Student Loan Forgiveness for Nurses

Are you a nurse or medical technician?

Because you heal people, the federal government wants to make your bank account healthier. Student loan forgiveness for nurses is a thing and something you may be eligible for. If that sounds too good to be true, it’s not. You might actually get a huge chunk of your student loan balance surgically removed.

Of course, this being the government, there are lots of rules. You must have federal student loans, and you must work in the public sector. Even then, you need to make 120 on-time payments first.

There are some other hoops to jump through, too. You can save thousands of dollars if you do. Want to know the details in plain English? Debt.com will break it down for you.

#1: You must have the right types of loans to enroll in the right federal repayment plan

PSLF only applies to federal student loans taken out through either the Federal Direct Loan Program or the Federal Family Education Loan (FFEL). You can also include Stafford and even Perkins loans if you consolidate them with your other Direct Loan Program or FFEL debts. In other words, you may need to consolidate using something like a Federal Direct Consolidation Loan first.

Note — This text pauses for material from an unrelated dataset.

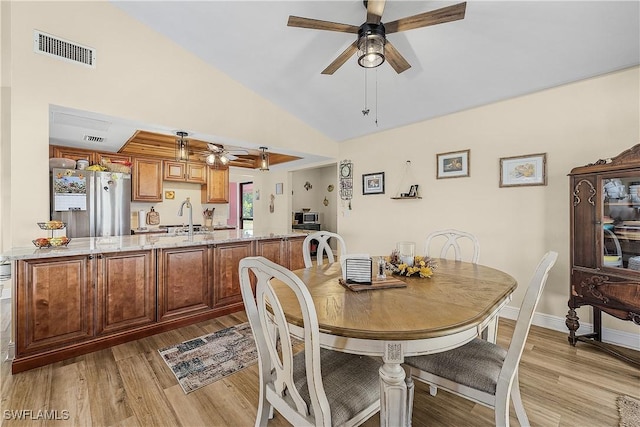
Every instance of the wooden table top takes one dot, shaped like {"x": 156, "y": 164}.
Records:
{"x": 458, "y": 296}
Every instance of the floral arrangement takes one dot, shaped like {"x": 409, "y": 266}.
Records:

Once you have your loans consolidated, you must enroll in a federal hardship-based student loan repayment plan. You have three options:

  1. Income Based Repayment (IBR)
  2. Income Contingent Repayment (ICR)
  3. Pay as You Earn (PayE)

These programs match your student loan payments to your income level and family size. This makes it easier to keep up with the payments even on a limited budget. To qualify, your Adjusted Gross Income (AGI) must be no more than 150% of the Federal Poverty Line (FPL) in your state for your family size.

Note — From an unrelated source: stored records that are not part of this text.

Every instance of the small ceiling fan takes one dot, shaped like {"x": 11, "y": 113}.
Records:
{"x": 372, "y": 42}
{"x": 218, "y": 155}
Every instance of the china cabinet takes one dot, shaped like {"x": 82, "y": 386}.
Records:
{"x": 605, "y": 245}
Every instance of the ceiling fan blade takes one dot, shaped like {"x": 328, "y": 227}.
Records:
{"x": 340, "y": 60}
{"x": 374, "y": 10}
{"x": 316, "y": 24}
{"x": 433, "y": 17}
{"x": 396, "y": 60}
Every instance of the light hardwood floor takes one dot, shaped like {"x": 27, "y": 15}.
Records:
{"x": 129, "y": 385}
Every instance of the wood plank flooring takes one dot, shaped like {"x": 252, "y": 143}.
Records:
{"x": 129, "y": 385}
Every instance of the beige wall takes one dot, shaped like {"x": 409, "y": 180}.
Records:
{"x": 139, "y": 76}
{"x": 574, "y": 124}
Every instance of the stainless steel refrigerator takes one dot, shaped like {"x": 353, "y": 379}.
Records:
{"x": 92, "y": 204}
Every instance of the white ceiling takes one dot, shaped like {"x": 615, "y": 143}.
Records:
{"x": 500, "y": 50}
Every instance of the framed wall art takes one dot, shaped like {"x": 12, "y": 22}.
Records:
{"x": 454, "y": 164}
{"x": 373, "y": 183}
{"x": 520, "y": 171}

As you can see, there’s a lot of red tape to even become eligible for PSLF. You must enroll in one of the hardship-based repayment plans. In some cases, you may need to consolidate first to ensure all your debts qualify for forgiveness.

ensure all your debts qualify for forgiveness.

#2: You must be employed in the public service sector

PSLF only applies if you work in the public sector. Student loan forgiveness for nurses is possible if you work as a registered nurse (RN) at the local county hospital, for example. However, if you work as an RN at a private nursing home facility, you would not qualify because it’s a private company.

If you’re unsure if you work in a position that qualifies forgiveness, fill out the Employment Certification Form through the Federal Student Aid website. This can help certify that your employment qualifies. It’s recommended that you re-certify each year, or at least any time you change jobs. This gives you the best assurance that you will qualify for PSLF.

Note: The Department of Education does not require annual certification for you to qualify for forgiveness. If you are confident that your employment qualifies, you can skip certification; it’s just not recommended.

#3: If you do everything right, the federal government will forgive your balances after 120 qualified payments

If you do everything right and start immediately, the earliest you will qualify for PSLF will be in 10 years. You must make 120 qualified payments to the federal repayment plan you chose. You can even switch to a different hardship-based repayment plan, if you stay in one of the programs listed above.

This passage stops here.